Definition
The exchanges of energy that occur in flight as the airplane converts one form of energy into another, or as energy is added by the engine and removed by drag. The pilot manages these exchanges using pitch and power: pitch trades altitude (potential energy) for airspeed (kinetic energy) or vice versa, while power adds energy to the system and drag continuously removes it.
Plain English
An energy transaction is any time the airplane swaps one kind of energy for another, or gains or loses energy overall. Climbing trades speed for height. Descending trades height for speed. Adding throttle puts more energy in.
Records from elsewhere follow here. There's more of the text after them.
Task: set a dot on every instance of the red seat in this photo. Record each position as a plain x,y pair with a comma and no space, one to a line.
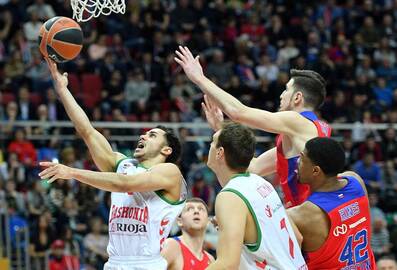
35,99
7,98
91,88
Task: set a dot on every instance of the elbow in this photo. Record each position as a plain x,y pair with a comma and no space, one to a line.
234,112
229,264
118,186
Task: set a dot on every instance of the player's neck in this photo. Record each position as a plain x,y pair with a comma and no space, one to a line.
224,175
300,109
194,242
328,185
148,163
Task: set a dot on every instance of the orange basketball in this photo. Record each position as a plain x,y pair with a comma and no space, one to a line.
61,39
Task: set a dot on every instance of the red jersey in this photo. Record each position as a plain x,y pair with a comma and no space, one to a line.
190,261
348,243
296,193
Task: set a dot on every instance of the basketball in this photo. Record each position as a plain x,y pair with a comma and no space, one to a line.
60,39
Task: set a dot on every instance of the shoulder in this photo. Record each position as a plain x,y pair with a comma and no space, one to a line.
171,251
210,257
167,170
299,214
356,176
172,244
231,201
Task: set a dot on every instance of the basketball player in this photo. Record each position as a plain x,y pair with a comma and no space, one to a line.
386,263
296,122
254,230
335,220
186,252
148,190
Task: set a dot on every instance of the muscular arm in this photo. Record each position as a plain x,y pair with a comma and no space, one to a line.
231,213
99,147
265,164
288,122
160,177
171,252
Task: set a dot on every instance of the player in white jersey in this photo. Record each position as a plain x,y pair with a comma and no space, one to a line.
254,230
148,191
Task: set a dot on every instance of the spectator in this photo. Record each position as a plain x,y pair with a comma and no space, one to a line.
42,237
137,92
369,170
266,69
59,260
43,10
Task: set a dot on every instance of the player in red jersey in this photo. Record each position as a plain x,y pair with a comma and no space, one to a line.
186,251
295,122
335,220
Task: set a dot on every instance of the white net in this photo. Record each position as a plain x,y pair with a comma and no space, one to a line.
84,10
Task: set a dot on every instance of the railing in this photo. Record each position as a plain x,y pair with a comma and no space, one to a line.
5,239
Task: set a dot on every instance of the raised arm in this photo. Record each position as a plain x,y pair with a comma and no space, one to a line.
99,147
289,122
160,177
231,213
265,164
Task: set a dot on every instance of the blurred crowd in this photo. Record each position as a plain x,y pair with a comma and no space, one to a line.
126,72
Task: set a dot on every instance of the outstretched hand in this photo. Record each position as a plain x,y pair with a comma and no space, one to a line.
60,80
191,65
213,113
55,171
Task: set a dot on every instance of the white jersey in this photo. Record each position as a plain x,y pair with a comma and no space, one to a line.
277,247
140,221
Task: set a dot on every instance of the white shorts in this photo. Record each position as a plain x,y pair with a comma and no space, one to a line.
136,263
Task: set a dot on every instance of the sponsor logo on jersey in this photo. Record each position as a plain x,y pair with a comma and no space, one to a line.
129,228
278,206
265,190
268,211
133,213
340,230
349,211
358,222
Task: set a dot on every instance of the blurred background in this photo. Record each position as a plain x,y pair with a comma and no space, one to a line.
126,77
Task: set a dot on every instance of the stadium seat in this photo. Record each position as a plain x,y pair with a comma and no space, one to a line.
91,88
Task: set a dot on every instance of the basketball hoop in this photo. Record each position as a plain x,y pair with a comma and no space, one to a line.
84,10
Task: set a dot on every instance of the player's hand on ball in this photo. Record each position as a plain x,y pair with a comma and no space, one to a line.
213,113
55,171
191,65
60,80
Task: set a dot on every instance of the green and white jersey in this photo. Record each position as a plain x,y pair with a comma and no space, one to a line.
139,222
276,247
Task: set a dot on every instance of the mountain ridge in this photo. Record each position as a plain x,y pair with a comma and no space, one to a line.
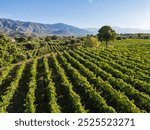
17,26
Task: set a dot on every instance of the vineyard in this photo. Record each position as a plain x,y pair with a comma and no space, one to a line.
94,80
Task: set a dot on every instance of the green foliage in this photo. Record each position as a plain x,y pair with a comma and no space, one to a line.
106,33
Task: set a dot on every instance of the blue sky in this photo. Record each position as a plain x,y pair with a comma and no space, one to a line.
80,13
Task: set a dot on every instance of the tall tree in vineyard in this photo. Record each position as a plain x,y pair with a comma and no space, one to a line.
106,33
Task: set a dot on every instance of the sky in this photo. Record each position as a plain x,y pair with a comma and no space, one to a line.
80,13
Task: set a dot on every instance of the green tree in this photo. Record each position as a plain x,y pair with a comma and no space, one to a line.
106,33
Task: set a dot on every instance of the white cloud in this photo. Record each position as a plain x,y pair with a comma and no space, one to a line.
90,1
6,15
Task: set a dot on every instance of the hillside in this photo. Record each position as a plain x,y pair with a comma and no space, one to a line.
12,27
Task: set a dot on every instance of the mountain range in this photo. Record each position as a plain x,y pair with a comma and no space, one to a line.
120,30
13,28
19,28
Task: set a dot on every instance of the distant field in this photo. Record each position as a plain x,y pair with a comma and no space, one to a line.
113,79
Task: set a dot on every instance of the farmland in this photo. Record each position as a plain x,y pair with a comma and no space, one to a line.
94,80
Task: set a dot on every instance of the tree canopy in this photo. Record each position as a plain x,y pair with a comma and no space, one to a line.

Drag is always taking some out.
Context Anchor
Seen in the Airplane Flying Handbook discussion of managing an airplane’s energy state, especially when comparing climbs, descents, turns, and speed changes.
Derivation
A 'transaction' comes from Latin 'transigere,' meaning to drive through or carry across. In banking, it means money moving between accounts. Here, the same idea applies to energy: it is being moved between the airplane's altitude account and its airspeed account, with the engine making deposits and drag making withdrawals.
Why Pilots Care
Recognizing these exchanges lets a pilot keep the airplane at a safe speed and altitude without losing control or wasting fuel.
Analogy
Think of altitude and airspeed as two bank accounts. The pilot can transfer between them with pitch, and the engine can deposit into either by adding power. Drag is a small, constant withdrawal that never stops.
Grounding Statement
If you raise the nose without adding enough power, the airplane may gain altitude by giving up speed.
Intuition Check
Do not read “transactions” as paperwork, money, or a radio exchange. Here it means exchanges of airplane energy: speed, altitude, power added, and energy lost to air resistance.
Example Sentence 1
Pulling the nose up without adding power is an energy transaction that trades airspeed for altitude.
Example Sentence 2
Adding power creates an energy transaction that turns chemical energy into both kinetic and potential energy during a climb.